肾缺血再灌注损伤 (IRI) 激活细胞和可溶性介质,驱动肺炎症级联反应、肿瘤坏死因子受体 1 (TNFR1) 介导的程序性细胞死亡和微血管屏障功能障碍,导致急性肺损伤。我们假设,肺微血管内皮细胞 (EC) 在维持肺半通透性屏障方面具有重要作用,是缺血性 AKI 期间 TNFR1 介导的细胞凋亡的关键细胞靶点。雄性 C57/BL6 小鼠和 Sprague-Dawley 大鼠接受双侧肾蒂夹闭 (IRI) 或假手术 (sham) 60 分钟,然后在 4 或 24 小时处死。通过 TUNEL、DAPI 和 CD34 的共定位来鉴定 EC 特异性凋亡。使用新型组织消化技术和磁性微珠分选分离小鼠 EC(CD45/CD31),进行 84 个与凋亡相关基因的定量实时聚合酶链反应 SuperArray 分析。同时,将培养至汇合的大鼠肺微血管内皮细胞用 sham 或肾 IRI 后大鼠血清处理。用 TNF-α/TNFR1 信号抑制剂 etanercept 处理的大鼠肺微血管内皮细胞进行定制实时聚合酶链反应分析,检测促凋亡和 TNF 超家族转录事件,并通过 caspase 3 和聚(ADP-核糖)聚合酶活性测定鉴定凋亡。在体内,TUNEL 阳性细胞与全肺组织中的 CD34 共定位,分离的肺 EC 在缺血性 AKI 期间表现出促凋亡的转录组。
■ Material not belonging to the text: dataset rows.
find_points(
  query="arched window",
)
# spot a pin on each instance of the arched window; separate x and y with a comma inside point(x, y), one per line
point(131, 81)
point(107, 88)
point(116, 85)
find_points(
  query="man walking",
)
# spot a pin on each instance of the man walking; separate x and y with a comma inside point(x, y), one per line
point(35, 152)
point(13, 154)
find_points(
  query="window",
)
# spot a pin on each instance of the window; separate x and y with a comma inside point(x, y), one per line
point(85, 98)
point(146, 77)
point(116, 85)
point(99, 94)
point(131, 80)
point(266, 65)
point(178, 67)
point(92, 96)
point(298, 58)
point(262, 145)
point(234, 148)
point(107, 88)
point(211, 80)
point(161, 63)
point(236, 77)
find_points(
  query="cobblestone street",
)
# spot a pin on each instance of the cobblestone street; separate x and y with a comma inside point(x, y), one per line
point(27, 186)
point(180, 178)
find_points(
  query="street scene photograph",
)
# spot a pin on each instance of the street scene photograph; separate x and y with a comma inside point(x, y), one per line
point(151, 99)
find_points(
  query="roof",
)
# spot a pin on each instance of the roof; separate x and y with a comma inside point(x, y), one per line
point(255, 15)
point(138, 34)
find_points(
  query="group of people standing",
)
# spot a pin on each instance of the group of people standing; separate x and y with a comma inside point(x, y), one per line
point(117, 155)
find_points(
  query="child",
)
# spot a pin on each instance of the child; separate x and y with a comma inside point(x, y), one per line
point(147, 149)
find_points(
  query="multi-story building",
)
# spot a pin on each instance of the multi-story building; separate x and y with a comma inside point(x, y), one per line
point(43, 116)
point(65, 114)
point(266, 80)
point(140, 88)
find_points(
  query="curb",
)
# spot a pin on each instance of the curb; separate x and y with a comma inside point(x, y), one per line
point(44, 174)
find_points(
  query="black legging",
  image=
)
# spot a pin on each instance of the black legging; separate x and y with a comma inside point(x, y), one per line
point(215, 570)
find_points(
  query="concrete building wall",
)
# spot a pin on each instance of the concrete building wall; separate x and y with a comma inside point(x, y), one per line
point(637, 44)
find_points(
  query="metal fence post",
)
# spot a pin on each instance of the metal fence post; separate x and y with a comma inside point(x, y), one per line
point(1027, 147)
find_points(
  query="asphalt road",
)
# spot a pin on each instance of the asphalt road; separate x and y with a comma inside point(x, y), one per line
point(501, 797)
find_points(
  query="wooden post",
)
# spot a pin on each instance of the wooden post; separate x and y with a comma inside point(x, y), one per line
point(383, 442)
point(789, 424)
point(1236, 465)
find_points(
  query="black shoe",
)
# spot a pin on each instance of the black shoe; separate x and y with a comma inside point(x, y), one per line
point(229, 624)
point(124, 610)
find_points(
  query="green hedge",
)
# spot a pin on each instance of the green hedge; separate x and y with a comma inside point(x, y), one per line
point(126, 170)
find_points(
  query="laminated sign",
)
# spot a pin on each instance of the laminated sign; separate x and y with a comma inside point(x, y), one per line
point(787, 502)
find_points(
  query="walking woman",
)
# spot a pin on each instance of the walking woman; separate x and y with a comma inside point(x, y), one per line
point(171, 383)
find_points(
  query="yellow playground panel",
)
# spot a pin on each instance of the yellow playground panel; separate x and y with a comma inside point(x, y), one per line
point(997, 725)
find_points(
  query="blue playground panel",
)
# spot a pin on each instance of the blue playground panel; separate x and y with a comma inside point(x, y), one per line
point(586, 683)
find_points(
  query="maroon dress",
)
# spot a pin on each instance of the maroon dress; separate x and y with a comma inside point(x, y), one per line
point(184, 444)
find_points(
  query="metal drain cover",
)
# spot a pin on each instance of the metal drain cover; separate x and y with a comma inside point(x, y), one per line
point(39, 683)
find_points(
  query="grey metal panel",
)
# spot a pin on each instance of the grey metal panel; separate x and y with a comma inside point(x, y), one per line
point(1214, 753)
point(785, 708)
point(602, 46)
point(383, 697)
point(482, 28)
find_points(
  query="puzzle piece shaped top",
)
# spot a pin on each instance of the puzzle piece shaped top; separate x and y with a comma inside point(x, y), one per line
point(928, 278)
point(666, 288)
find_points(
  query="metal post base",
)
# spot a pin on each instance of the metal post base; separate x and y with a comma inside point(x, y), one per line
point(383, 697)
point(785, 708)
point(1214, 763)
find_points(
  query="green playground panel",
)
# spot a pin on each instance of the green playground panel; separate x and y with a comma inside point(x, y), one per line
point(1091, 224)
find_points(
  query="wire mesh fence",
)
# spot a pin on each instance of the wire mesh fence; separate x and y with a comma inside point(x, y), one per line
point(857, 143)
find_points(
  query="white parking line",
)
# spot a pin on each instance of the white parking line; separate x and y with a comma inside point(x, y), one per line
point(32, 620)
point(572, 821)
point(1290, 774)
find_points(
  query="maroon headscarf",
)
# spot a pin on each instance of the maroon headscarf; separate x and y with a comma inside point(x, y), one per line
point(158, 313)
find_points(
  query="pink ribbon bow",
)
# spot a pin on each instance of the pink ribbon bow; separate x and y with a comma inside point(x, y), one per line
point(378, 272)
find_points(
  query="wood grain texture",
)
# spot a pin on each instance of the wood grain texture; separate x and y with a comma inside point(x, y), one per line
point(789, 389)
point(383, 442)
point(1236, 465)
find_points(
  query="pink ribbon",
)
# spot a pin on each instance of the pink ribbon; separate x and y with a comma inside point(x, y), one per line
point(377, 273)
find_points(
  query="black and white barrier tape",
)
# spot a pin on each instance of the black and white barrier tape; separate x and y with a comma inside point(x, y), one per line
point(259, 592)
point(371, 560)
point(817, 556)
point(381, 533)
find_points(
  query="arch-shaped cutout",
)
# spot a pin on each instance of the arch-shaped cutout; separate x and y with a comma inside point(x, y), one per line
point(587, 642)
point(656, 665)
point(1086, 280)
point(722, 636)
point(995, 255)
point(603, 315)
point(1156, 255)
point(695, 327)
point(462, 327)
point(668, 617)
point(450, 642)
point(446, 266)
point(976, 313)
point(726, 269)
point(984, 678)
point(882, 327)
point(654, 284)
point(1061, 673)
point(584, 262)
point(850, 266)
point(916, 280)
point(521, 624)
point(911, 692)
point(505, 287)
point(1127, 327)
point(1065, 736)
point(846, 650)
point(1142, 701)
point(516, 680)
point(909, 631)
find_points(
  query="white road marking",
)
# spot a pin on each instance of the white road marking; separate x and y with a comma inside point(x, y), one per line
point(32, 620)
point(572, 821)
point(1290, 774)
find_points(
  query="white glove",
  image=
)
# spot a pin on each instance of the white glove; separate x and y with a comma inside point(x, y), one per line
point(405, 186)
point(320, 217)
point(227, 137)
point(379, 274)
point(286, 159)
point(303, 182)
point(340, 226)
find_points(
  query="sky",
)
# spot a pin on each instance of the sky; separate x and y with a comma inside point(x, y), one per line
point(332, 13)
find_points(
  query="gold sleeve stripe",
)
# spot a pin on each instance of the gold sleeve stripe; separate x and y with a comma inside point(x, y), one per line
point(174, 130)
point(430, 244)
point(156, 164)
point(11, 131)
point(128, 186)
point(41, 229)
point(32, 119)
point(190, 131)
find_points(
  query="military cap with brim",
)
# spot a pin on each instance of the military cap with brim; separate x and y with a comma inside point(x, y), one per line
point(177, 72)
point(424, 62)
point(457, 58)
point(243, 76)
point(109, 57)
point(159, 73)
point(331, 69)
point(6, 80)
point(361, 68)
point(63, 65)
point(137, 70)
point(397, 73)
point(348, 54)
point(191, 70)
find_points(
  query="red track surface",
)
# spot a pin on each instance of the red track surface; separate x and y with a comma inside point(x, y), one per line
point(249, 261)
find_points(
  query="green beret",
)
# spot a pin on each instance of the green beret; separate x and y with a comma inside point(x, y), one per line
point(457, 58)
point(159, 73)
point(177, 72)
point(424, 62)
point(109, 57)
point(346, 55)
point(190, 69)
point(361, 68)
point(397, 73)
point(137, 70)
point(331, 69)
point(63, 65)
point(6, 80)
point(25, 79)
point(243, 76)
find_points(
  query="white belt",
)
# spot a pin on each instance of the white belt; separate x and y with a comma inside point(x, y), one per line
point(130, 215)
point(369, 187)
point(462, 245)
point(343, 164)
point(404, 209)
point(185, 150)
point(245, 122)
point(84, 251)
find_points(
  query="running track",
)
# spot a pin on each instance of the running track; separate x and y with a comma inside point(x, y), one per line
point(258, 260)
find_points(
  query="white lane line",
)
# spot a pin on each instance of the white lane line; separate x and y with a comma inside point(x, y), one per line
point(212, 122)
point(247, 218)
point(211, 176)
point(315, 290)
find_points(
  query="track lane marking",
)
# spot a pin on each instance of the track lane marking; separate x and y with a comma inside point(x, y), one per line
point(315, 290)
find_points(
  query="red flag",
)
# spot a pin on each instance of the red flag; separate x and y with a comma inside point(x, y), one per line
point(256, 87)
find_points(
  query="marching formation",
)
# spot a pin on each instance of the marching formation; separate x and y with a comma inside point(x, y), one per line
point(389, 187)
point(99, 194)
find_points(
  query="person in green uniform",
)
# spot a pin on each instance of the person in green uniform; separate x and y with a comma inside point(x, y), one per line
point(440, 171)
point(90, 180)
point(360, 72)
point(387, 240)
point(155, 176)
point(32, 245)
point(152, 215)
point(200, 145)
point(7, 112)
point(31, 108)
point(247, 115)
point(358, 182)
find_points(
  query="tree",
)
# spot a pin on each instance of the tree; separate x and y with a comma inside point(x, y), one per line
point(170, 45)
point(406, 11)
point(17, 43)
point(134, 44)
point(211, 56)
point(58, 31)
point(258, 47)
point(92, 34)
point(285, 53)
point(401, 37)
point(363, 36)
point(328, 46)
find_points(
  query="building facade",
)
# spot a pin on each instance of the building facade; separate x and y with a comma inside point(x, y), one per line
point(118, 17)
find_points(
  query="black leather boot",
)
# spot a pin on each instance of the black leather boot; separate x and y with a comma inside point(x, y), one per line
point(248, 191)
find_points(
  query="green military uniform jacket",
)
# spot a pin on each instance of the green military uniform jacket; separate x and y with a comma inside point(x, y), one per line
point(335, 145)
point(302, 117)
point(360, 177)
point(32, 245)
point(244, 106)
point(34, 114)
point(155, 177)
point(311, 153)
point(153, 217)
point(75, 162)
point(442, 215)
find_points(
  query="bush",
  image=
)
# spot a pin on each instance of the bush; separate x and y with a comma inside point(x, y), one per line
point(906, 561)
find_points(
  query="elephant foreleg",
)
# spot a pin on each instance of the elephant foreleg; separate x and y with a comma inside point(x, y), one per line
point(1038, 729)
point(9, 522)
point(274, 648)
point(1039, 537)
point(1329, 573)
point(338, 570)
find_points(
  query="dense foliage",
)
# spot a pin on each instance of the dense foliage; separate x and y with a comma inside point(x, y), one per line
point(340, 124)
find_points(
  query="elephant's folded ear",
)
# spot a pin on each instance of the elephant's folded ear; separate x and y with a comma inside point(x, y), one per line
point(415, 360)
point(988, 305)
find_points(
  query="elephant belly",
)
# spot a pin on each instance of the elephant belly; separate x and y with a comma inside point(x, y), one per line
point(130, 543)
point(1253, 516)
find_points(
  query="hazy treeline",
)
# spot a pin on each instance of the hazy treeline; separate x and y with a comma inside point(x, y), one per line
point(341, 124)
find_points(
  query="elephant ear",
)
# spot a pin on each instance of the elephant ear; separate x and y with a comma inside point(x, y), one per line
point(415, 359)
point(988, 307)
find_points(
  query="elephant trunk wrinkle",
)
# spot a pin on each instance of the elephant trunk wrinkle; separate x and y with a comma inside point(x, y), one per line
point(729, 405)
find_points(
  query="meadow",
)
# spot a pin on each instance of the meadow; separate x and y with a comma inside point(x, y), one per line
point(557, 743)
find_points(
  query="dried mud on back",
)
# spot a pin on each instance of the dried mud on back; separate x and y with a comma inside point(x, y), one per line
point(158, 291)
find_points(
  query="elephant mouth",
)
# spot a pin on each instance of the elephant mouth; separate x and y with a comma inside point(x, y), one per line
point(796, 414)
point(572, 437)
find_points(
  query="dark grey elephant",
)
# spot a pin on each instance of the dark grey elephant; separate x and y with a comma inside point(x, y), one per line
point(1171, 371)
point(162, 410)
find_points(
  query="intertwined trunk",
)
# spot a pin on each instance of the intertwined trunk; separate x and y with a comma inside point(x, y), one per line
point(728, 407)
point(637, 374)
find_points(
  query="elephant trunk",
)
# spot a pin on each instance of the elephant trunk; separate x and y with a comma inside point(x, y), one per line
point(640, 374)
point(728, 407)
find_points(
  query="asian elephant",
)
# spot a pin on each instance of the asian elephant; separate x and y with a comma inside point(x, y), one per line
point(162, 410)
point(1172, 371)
在体外,与 sham 相比,缺血性 AKI 可引发促凋亡(FasL、Dapk1、Bcl10)和 TNF 超家族(TNFR1、TNFR2、TNF-α)基因激活,并在 24 小时增加 caspase 3 和聚(ADP-核糖)聚合酶活性。与载体相比,用 etanercept 处理大鼠肺微血管内皮细胞可抑制缺血性 AKI 期间的促炎基因激活(E-选择素、细胞间黏附分子 1、白细胞介素 6、RhoB)和凋亡。缺血性 AKI 导致肺 EC 转录组中出现独特的促炎和促凋亡变化,与 TNFR1 依赖性半胱天冬酶激活和程序性细胞死亡有关。进一步研究 AKI 期间肾脏-肺部相互作用中潜在的 EC 机制可能为这种致命疾病确定潜在的治疗靶点。